The purpose of integrated care is to enhance people's care outcomes and their experiences of care provision, by bringing services together that are located around people and communities. Achieving this will require tackling the fragmentation of services and the lack of co-ordination that people can experience, by providing person-centred care that is joined-up, responsive and appropriate.

The ongoing absence of a unified approach to health and care continues to result in a disgraceful waste of scarce public resources, particularly the enduring issue of delayed transfers of people and their care from NHS hospitals, free at the point of need, into means-tested care provision within the community. The integration of the two systems has real potential to lead to a far more humane approach to addressing people's needs and to the gradual alignment of staff terms and conditions – this would be particularly beneficial for care staff. The question has to be asked: why has integrated care not become the reality that it could have become, when it is what patients and staff can see is needed?

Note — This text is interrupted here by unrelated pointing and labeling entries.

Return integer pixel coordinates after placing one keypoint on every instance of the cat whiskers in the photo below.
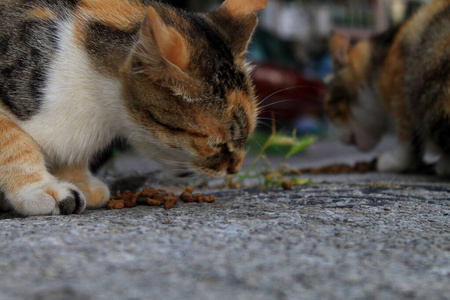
(291, 88)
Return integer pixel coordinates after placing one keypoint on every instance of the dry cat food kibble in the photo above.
(154, 197)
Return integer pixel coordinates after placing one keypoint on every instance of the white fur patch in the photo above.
(82, 110)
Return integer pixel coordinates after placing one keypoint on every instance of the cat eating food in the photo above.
(401, 75)
(75, 74)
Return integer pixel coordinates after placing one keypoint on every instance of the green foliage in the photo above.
(270, 175)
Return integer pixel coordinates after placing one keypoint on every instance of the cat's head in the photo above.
(352, 101)
(188, 89)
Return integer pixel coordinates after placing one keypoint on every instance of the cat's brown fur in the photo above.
(403, 73)
(75, 74)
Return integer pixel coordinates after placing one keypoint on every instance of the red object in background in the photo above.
(287, 94)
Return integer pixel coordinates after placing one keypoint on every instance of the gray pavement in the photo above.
(355, 236)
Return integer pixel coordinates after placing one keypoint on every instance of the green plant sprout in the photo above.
(271, 175)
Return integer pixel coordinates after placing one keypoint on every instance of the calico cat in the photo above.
(402, 75)
(75, 74)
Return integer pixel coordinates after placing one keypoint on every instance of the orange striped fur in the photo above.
(403, 74)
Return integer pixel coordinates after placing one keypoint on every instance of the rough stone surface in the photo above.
(369, 239)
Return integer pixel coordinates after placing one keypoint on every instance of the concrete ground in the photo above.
(347, 236)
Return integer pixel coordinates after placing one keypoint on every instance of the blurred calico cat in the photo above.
(75, 74)
(401, 75)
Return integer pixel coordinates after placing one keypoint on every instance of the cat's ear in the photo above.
(339, 44)
(237, 18)
(162, 54)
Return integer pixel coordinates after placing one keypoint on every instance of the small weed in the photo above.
(270, 175)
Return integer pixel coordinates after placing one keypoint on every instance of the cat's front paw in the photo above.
(58, 198)
(96, 192)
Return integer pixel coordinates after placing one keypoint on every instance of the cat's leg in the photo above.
(28, 187)
(95, 191)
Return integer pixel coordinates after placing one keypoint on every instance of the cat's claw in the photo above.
(55, 199)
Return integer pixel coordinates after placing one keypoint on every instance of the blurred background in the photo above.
(290, 53)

The Health and Care Act 2022 has received Royal Assent. This now enables the establishment of integrated care systems, moving them on to a statutory footing with the establishment of integrated care boards and integrated care partnerships. The establishment of integrated care boards and integrated care partnerships will occur at the same time as abolishing clinical commissioning groups (CCGs). The integrated care boards will adopt the NHS commissioning functions of CCGs and some of NHS England's commissioning functions. They will also be accountable for NHS spend and performance within the system. Integrated care systems are partnerships bringing together NHS organisations, local authorities and others, taking collective responsibility for the planning of services, improving health as well as reducing inequalities across geographical areas.

Integrated care services are key to the reforms introduced as part of the Health and Care Act 2022 and are part of a shift in how the English health and care system is organised (Charles, 2022). After decades where the emphasis was on organisational autonomy, unhealthy competitive drive and the split between commissioners and providers, integrated care services rely instead on collaboration and a focus on local populations driving improvement for those who use services.

The integration of care services can make a significant difference to the population but it is imperative that this is done in the appropriate way. What needs to be established is how such systems and the partners working in them will know if they are meeting the needs of the people they serve. Those who are best placed to understand what they need, what is working and what might be improved must be those people and communities who are using services. Their lived experience is a powerful tool to improve existing services and to identify better ways to meet the needs of people.

A key challenge is to address the fundamental issue of funding when attempting to integrate the work of two organisations where one is means-tested and the other free. A long-term political aspiration, for any administration, should be the provision of universal free social care, alongside free NHS care. It is acknowledged that the management of our health and care service is complex and it will cost money to integrate, but it must also be accepted that such an approach will end the significant ineptitudes that plague the two separate structures.